In reality we all are only the Keepers Of Opals. Each opal we have we are safe keeping for the next temporary owner. Your prized opal will be passed or sold on so now it is time to plan who will inherit your opal.
Lacquered Display Waterfall Display
Several years ago I swapped opal jewelry for two boulder opal slabs. These opal slabs were made in Quilpie in 1978. The swap was on condition I leave slabs to my two sons. One slab is set as waterfall in Mygem shop. The water cascading over the opals makes nice relaxing sound and helps show the opal colours. The other slab is lacquered and shows some nice specimens in the centre. Both are heirloom opals slabs!
A Koroit Journey begins. I thought I would send a thank you to everyone who helped me get this done. It is an outstanding opal, and although I’ve never danced with one, I am standing by my statement that this could well be an opal shaped from a croc tooth. After you stop chuckling please have a view.
Oh, and after seeing the pics, and if you agree with my visions of crocodile teeth everywhere, could you tell me…are they often found as opal from tooth shaped cavities in mud etc?
Red gold on top and yellow talons wrapping the sides.
This opal I am convinced must have been a tooth, but of what animal I am not sure. I kept thinking of a large cat or small bear until I realized “Wait, it came from Australia where there are these large cranky things around their waterways!”. It has always had an incredible feel to it due to its shape. I got it at a steal as it has a few red sparks and the top inside corner on the busy side flashes from green to blue, to purple, teal and red. I won the auction in 2009 for only $75.00, id 187864. It was represented with only one pic but turned out to have both sides usable.

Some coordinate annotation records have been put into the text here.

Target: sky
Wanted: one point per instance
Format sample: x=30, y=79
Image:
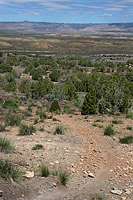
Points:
x=67, y=11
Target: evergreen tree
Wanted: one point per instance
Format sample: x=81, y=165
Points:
x=90, y=102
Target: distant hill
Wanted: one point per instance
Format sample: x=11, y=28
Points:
x=45, y=27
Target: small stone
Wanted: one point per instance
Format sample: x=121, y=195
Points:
x=117, y=192
x=91, y=175
x=54, y=184
x=123, y=198
x=127, y=191
x=1, y=193
x=29, y=174
x=56, y=162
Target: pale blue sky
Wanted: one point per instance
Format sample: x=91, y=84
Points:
x=66, y=11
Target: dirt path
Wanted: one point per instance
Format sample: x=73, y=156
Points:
x=83, y=149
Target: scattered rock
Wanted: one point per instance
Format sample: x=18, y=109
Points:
x=123, y=198
x=1, y=193
x=115, y=191
x=127, y=191
x=29, y=174
x=56, y=162
x=91, y=175
x=54, y=184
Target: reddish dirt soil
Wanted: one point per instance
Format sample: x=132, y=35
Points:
x=82, y=149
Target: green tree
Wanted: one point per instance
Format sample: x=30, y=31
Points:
x=90, y=102
x=55, y=106
x=54, y=76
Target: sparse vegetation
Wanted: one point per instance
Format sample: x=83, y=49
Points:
x=59, y=130
x=2, y=127
x=44, y=170
x=37, y=147
x=64, y=177
x=9, y=170
x=129, y=128
x=5, y=145
x=54, y=106
x=117, y=121
x=129, y=114
x=109, y=130
x=26, y=130
x=126, y=140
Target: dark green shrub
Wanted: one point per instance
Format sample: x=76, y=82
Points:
x=54, y=119
x=12, y=119
x=36, y=120
x=55, y=106
x=10, y=104
x=44, y=170
x=89, y=105
x=2, y=127
x=5, y=145
x=54, y=76
x=109, y=130
x=9, y=170
x=37, y=146
x=26, y=130
x=50, y=97
x=64, y=177
x=129, y=114
x=126, y=140
x=59, y=130
x=117, y=121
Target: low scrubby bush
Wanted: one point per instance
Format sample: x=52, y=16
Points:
x=55, y=106
x=109, y=130
x=26, y=130
x=44, y=170
x=12, y=119
x=2, y=127
x=9, y=170
x=129, y=128
x=59, y=130
x=117, y=121
x=5, y=145
x=64, y=177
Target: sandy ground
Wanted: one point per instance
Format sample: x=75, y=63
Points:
x=82, y=149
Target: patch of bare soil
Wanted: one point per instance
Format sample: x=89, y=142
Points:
x=96, y=163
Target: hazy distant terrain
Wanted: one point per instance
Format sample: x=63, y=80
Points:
x=45, y=27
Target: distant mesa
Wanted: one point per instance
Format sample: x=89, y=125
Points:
x=68, y=28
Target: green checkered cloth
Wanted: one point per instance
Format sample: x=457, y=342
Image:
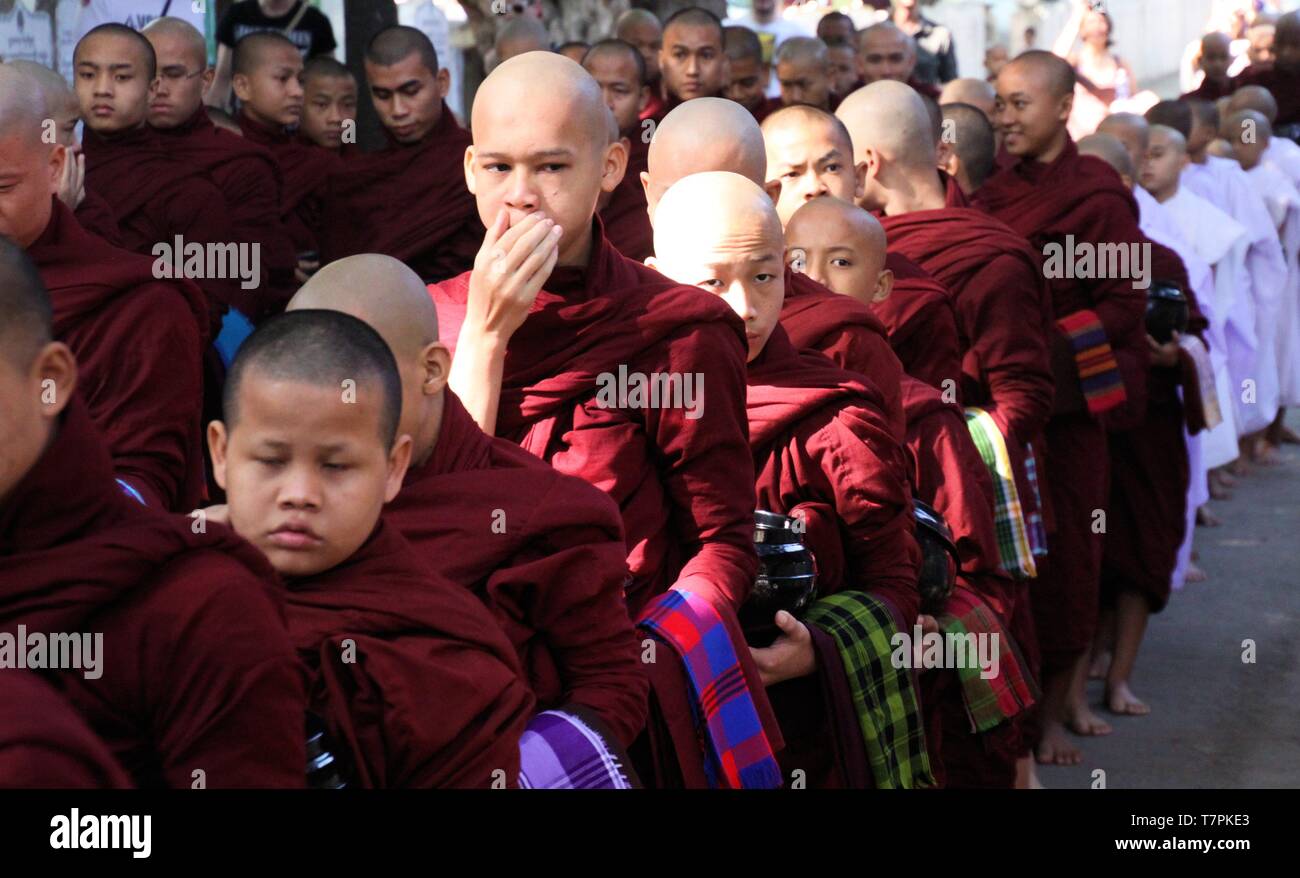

It was done in this style to keep from drilling or covering detail and to allow the light downwards to the flashy parts. After all, life is not always about the gold. I thank my jeweler Joel Hernandez at Princesagold who did a great job ensuring the value of the opal remained visible.
I know how much I have spent of course, but I have no idea of its present value. I am also a bit old to strut around with a tooth like decoration. Todays style has young men wearing gold chains and gold decoration, so I bought Koroit as I would much prefer my son not grow up and start wearing what every other young man is sporting. If you want to be seen as original or different, then get involved in what you can wear, it’s a bit of fun instead of just purchasing a finished item. Koroit certainly looks great for a man to wear, as my young son has found out, his friends all like the other Koroit he has worn. My little adventure in search and design seems to have rewarded my son as he has valiantly declared he will have no problem wearing such a shaped opal. Thanks to all at Opalauctions and Princesagold who helped make this happen. This is to be a family heirloom, so yes, all my descendants will know I was an opal and gold guy. Thank you
I hope soon to show off an Opal ring I had made for my wife, a magnificent 1.65 pin fire faceted Welo, circle mounted in yellow gold with a band of red and a band of white gold, one accent diamond on each band. This ring gets compliments all the time and will be passed down as well. The two colors and using a double band kept this large opal from looking blocky on dainty fingers. Whether a ring, pendant or wallboard section, if you find yourself in a position to allow talented people the freedom to create, I say, don’t hesitate, the rewards can be many. And regarding opal wallboards It’s a brilliant idea to pass them on in such a way. When they were described I thought how incredible they would be, especially as we seem to be building with cheaper and cheaper materials. They will love them, and with the family story that comes with them.